This type of self-propelled vacuum cleaner is equipped with a suction nozzle, brush, etc. at the bottom of the main body for the cleaning function, and has running wheels and steering wheels driven by a motor for the movement function, and position recognition that recognizes the position of the main body. The device moves to cover the inside of the cleaning area using the means and the obstacle detection means for detecting obstacles during travel, thereby cleaning the entire cleaning area.

Problems to be Solved by the Invention Such conventional self-propelled vacuum cleaners have had the following problems.

East, 1. With conventional self-propelled vacuum cleaners, it is impossible to clean passages narrower than the width of the main unit, gaps between furniture, etc., and in order to clean such uncleaned areas, a regular vacuum cleaner equipped with a suction hose is required. Requires a separate machine.

2. Since there are many signals input to the judgment processing means from the obstacle detection means, position recognition means, etc., there may be a delay in the process of stopping the main body even when a step on the floor such as a staircase is detected.

3. Depending on cleaning conditions such as the material of the floor or how dirty it is, it may be necessary to change the cleaning section, or optimum cleaning may not be possible, resulting in unnecessary power consumption and noise generation.

4. The shape of the main body is large compared to the cleaning width, making it difficult to handle. There was a problem.

Therefore, the first object of the present invention is to realize a self-propelled vacuum cleaner that has both automatic cleaning function and manual cleaning function in one vacuum cleaner, and in which the main body automatically follows the suction hose during manual cleaning. There is.

The second purpose is to provide a safer self-propelled vacuum cleaner that can immediately stop the main body if it detects a level difference in the floor surface.

A third object is to provide a self-propelled vacuum cleaner that does not require switching of cleaning sections depending on cleaning conditions, and that does not consume unnecessary power or generate noise.

The fourth objective is to realize a self-propelled vacuum cleaner with a compact main body.

Means for Solving the Problems In order to achieve the first object, the self-propelled vacuum cleaner of the present invention includes a cleaning means, a traveling means and a steering means, a judgment processing means, and a suction hose led out from the main body. and a suction hose detection means for detecting the state of the suction hose, and the judgment processing means includes a main processor that determines the moving route of the main body, and a main processor that determines the movement path of the main body, forward movement, backward movement, stoppage, and direction change of the main body based on instructions from the main processor. The first means includes a movement control sub-processor for controlling the movement control sub-processor, and the output signal of the suction hose detection means is input to the movement control sub-processor.

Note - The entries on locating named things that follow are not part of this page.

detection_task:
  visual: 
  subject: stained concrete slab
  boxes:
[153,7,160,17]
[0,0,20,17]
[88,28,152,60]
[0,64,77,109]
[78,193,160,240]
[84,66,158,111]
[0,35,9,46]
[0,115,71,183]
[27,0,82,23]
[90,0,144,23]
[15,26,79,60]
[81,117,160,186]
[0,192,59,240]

In addition, in order to achieve the second objective, the main body includes a cleaning means, a traveling means and a steering means, a judgment processing means, and a step detection means on the floor, and the judgment processing means determines the moving route of the main body. It has a main processor for controlling movement, and a subprocessor for movement control that controls the forward movement, backward movement, stopping, and change of direction of the main body according to commands from the main processor. The second means is that the information has been input.

In addition, in order to achieve the third objective, the main body includes a cleaning means, a traveling means and a steering means, a judgment processing means, and a cleaning condition detection means for detecting cleaning conditions, and the judgment processing means is a cleaning means for detecting cleaning conditions. A main processor that determines start and end, and an electric blower as a cleaning means based on instructions from the main processor? The third means includes a sub-processor for cleaning control that controls the gitator, and an output signal of a cleaning condition detection means for detecting cleaning conditions is input to the sub-processor for cleaning control.

In addition, in order to achieve the fourth object, the bottom surface of the main body has a substantially circular shape, a floor nozzle provided at the diameter part of the bottom of the main body, and a traveling drive section having a drive wheel provided in front of the floor nozzle; The fourth method includes a following wheel provided at the rear of the floor nozzle, a control circuit consisting of a signal circuit section and a drive circuit section, and a power source, and the control circuit is separated into two and distributed to the left and right sides of the main body.
It is used as a means of

The self-propelled vacuum cleaner according to the first means of operation can be manually cleaned using a suction hose, and when the user pulls the suction hose, the suction hose detection means detects the state of the suction hose and activates the sub-system for movement control. Sends a signal to the processor and moves the main body to follow the suction hose.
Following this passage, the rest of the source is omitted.